A series of vulnerabilities in the D-Link DCS-2132L cloud camera allow attackers to remotely tap into the video streams of the devices and also manipulate the device’s firmware.

The vulnerabilities included unencrypted cloud communication, insufficient cloud message authentication and unencrypted LAN communication, according to a May 2, 2019 ESET blog post.

A threat actor can intercept video and audio feeds in a man-in-the-middle (MitM) attack by intercepting network traffic between the viewer app and the cloud or between the cloud and the camera because the transmission of the streams between the camera and the cloud and between the cloud and the client-side viewer app are unencrypted.

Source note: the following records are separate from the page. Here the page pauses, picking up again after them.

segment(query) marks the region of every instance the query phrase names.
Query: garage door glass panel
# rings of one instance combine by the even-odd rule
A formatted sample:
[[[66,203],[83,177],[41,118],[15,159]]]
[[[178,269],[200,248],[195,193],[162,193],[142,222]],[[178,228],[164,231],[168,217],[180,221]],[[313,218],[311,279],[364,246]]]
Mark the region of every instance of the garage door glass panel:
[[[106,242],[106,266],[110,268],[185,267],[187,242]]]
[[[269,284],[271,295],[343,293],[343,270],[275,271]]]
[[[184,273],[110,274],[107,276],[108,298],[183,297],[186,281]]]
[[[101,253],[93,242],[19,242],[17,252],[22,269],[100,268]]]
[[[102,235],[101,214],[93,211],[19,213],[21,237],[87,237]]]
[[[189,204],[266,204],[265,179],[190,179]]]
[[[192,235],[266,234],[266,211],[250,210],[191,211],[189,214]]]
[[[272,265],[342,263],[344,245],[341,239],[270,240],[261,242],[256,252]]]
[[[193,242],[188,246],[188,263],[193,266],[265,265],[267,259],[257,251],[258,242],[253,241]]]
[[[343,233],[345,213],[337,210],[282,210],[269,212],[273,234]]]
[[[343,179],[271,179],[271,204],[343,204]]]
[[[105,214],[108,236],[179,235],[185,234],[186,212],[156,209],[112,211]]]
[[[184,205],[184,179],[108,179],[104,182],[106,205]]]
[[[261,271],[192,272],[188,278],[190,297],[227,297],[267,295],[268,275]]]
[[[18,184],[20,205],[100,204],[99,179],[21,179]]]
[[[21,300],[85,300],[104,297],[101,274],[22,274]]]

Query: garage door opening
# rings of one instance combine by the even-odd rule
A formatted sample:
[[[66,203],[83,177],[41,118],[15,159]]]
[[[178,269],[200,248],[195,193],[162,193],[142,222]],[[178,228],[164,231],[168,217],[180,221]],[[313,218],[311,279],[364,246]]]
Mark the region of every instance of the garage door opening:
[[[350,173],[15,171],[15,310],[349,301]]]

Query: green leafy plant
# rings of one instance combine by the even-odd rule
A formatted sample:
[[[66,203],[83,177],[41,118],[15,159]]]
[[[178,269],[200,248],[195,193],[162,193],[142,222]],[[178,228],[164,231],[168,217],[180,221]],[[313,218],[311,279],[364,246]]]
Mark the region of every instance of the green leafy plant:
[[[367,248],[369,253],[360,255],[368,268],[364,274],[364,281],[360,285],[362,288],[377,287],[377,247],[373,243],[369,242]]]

The flaw can be traced back to a condition within the request.c file, part of the D-Link customized open source boa web server source code, that handles HTTP requests to the camera. All of the HTTP request from 27.0.0.1 are elevated to the admin level, granting a potential attacker full access to the device, researchers found.

Researchers also spotted issues in the device’s “mydlink services” web browser plug-in which allows any application or user on the client’s computer to simply access the camera’s web interface by a simple request without any authorization.

The vulnerability also allows an attacker to replace the legitimate firmware with their own rigged backdoor version.

Researchers also spotted other issues described as “minor, yet still concerning” including an exposure in its HTTP interface on port 80 to the internet that can happen without the user’s consent. It was unclear why the devices used such a hazardous setting, researchers said.

The issues were promptly reported and as of May 2, 2019 some of the vulnerabilities have since been mitigated while others remain, according to the post.

Researchers found the  “mydlink services” plug-in is now properly secured,  although other issues persist and most recent version of firmware available for download did not address the vulnerabilities, allowing malicious replacement of the camera’s firmware, as well as interception of audio and video streams.

Current users of the device are advised to check that port 80 isn’t exposed to the public internet and reconsider the use of remote access if the camera is monitoring highly sensitive areas of their household or company, the post said.